Reportagem do site Reconta Aí informa que aumentou o número de profissionais da categoria que se tornaram motoristas de Uber em cidades como São Paulo, São Bernardo do Campo e Taubaté, onde há unidades de montadoras. O doutor em economia Emílio Chernavsky lamentou a situação.
Segundo ele, “a indústria automobilística é formada por cadeias produtivas longas, e sua expansão possui relevante efeito indutor sobre a atividade econômica, a geração de empregos qualificados e o desenvolvimento tecnológico no país”. Em movimento oposto, sua contração puxa para baixo todo o conjunto das economias, tanto locais quanto a nacional.
Chernavsky lembra que durante os governos de Luiz Inácio Lula da Silva e Dilma Rousseff medidas como aumento sustentado da renda, expansão do crédito e concessão de incentivos tributários aumentaram as vendas por meio da redução do preço relativo dos automóveis. Essas políticas viabilizaram a aquisição por parcelas da população historicamente excluídas e estimularam o crescimento da produção.

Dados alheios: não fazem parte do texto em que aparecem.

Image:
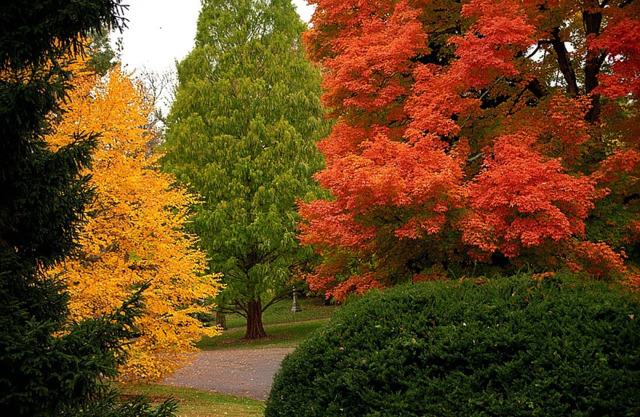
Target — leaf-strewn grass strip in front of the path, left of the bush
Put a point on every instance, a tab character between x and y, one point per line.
196	403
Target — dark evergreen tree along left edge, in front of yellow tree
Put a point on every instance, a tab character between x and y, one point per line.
49	366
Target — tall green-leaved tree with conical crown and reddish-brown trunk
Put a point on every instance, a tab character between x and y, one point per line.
242	133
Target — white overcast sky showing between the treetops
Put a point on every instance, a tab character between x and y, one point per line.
163	31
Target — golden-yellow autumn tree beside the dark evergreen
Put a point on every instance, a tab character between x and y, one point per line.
134	231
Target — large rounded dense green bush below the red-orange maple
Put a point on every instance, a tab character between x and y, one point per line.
507	347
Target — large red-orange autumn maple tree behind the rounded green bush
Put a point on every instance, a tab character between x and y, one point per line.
476	135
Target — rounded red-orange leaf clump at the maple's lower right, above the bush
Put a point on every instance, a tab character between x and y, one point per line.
521	200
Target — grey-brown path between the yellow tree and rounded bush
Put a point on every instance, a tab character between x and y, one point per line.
241	372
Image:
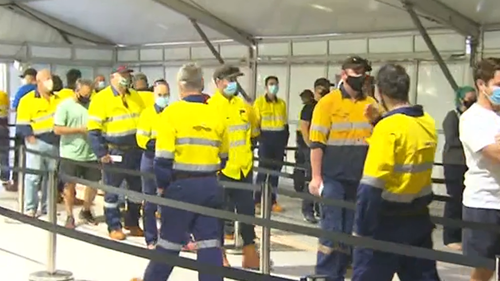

Estudo da subseção do Departamento Intersindical de Estatística e Estudos Socioeconômicos (Dieese) no Sindicato dos Metalúrgicos do ABC (SMABC) mostra que, entre 2003 e 2014, a produção saltou de 1,6 milhão de veículos para 3,1 milhões.
“O licenciamento de veículos no Brasil, que flutuava em torno de 1,5 milhão de unidades por ano na década de 1990, cresceu continuamente nos governos do PT, se aproximando dos 4 milhões em 2014”, descreve o economista. Ao mesmo tempo, eram garantidas a manutenção e expansão de empregos formais conforme as normas da Consolidação das Leis do Trabalho (CLT).
A partir de 2012, o país contou com o programa Inovar-Auto, que incentivava as empresas a produzirem e gerarem empregos no Brasil. Criada por Dilma, a política industrial aumentou a eficiência da frota nacional em 15,4%, acima da meta de 12%, segundo a Associação Brasileira de Engenharia Automotiva (AEA). A Anfavea estima que entre 2012 e 2018 o setor recebeu investimentos de R$ 76 bilhões.
Pelo Inovar-Auto foi possível também impulsionar a nacionalização da produção, e oito fábricas foram inauguradas: Chery em Jacareí (SP); FCA em Goiana (PE); Nissan em Resende (RJ); BMW em Araquari (SC); Jaguar Land Rover em Itatiaia (RJ); Hyundai-Caoa em Anápolis (GO); Mercedes-Benz em Iracemápolis (SP) e Audi em São José dos Pinhais (PR).
Com o golpe de 2016, começou o desmantelamento da política. Seu fim foi decretado em dezembro de 2017 pelo usurpador Michel Temer, e desde 2018 o país está órfão de uma política industrial para o setor. O Rota 2030, criado por Temer em fevereiro daquele ano, não garante postos de trabalho, não estimula a geração de novos empregos e ainda fala de automatização das linhas sem contrapartida ou negociação com trabalhadores.
Para Chernavsky, a indústria automobilística poderia ajudar o país a sair da atual crise econômica e de empregos, mas… “A forte redução da produção e das vendas de veículos registradas no Brasil desde a crise econômica de 2015 é especialmente negativa. Após seis anos de reformas liberalizantes, os resultados prometidos até agora não vieram e as perspectivas do setor continuam sombrias”, lamentou.